By the time the first English colony in North America was established in Jamestown in 1607, Spain and Portugal had colonized much of what we now call Latin America, and French and Dutch settlements were being established in the Caribbean area as well as in East Asia and elsewhere around the globe. The French and Dutch began colonizing North America as well soon after Jamestown was settled. By the time of the American Revolution, Great Britain possessed thirty-
One colonies around the world, including some—Canada, Florida, and New Netherlands, for example-wrested from colonial competitors such as France, Spain and Holland. Thus the American colonies in 1776 were but thirteen small parts of a vast colonial empire that had been growing since the 1500s.
(It may be noted that Great Britain acquired Spanish Florida in the Treaty of Paris of 1763 that ended the French and Indian War. But Florida had a negligible English population and did not participate in the Revolution. Florida reverted to Spain in 1783, and was later added to the United States in a treaty negotiated by John Quincy Adams with Spain in 1819.)
Acknowledging the debt Americans owe to the past, we can still assert that in many ways the American experience was unique, as are all national experiences. What brought about the American colonial experience? What was its character? What was the colonial experience really like?

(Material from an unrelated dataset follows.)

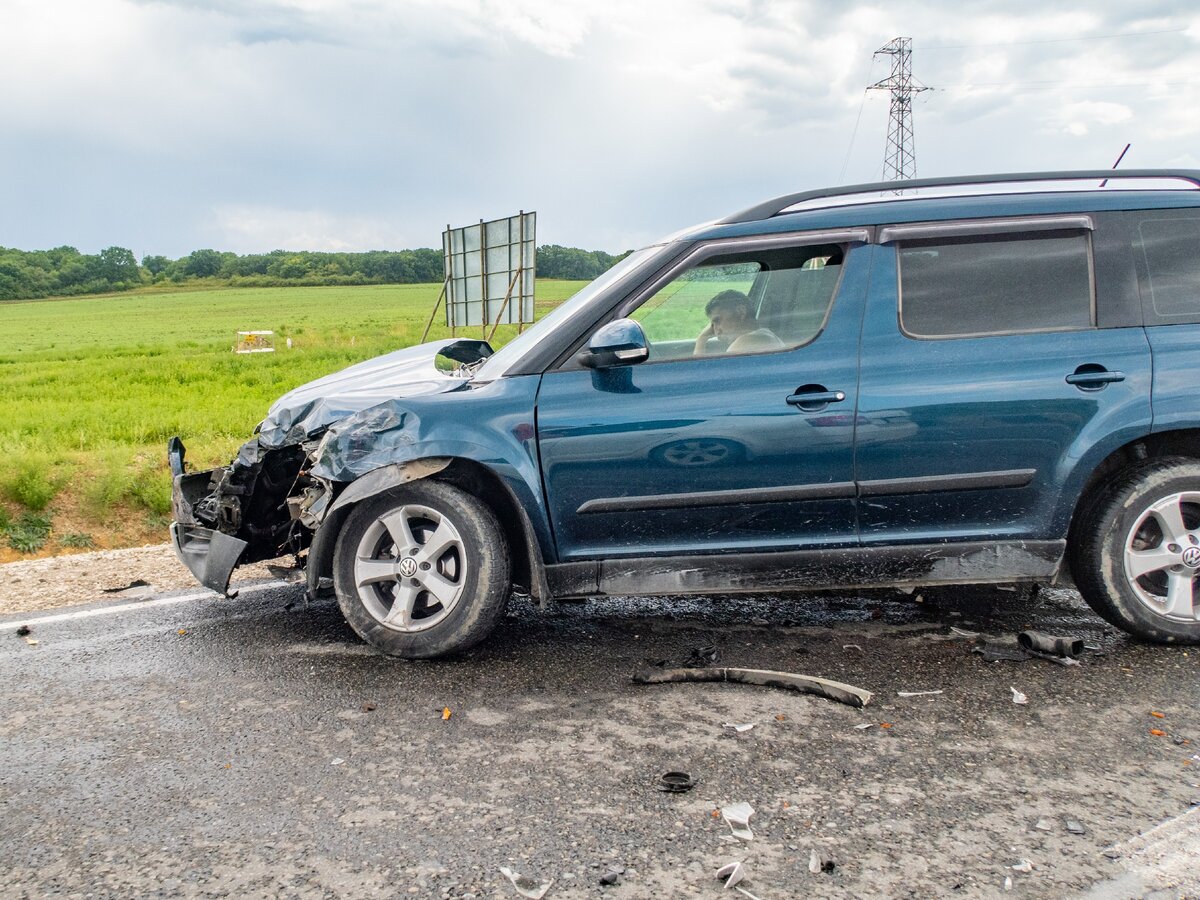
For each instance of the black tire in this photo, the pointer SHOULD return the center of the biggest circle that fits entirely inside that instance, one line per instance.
(1099, 541)
(481, 552)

The Colonial Experience: No Free Lunch
Imagine climbing aboard a ship in which you and about one hundred other people, mostly strangers, have not much more space than exists in your college classroom or perhaps a small house, carrying only as much personal property as you can fit into a medium sized suitcase. You sit in that ship in port for days or even weeks until suitable winds and tides take you out to sea, and then you toss and rock for more weeks or months, as food spoils, water becomes foul, people get sick and often die, storms threaten life and limb of everybody on board. If you survive that ordeal, you finally arrive on a distant shore, disembark with whatever provisions have not been ruined by saltwater, and set out to make yourself a life. Particularly in the earlier years of colonization, there was not much on those shores to greet you when you arrived.
Try to place yourself in that time:
• Imagine: No hotel to check into, no shops in which to purchase what you need (even if you had money), no restaurants, hardware stores, or theaters—not even a 7-Eleven! But don't sell yourself short—people are adaptable, and those hardy colonial souls would be completely unable to comprehend our world.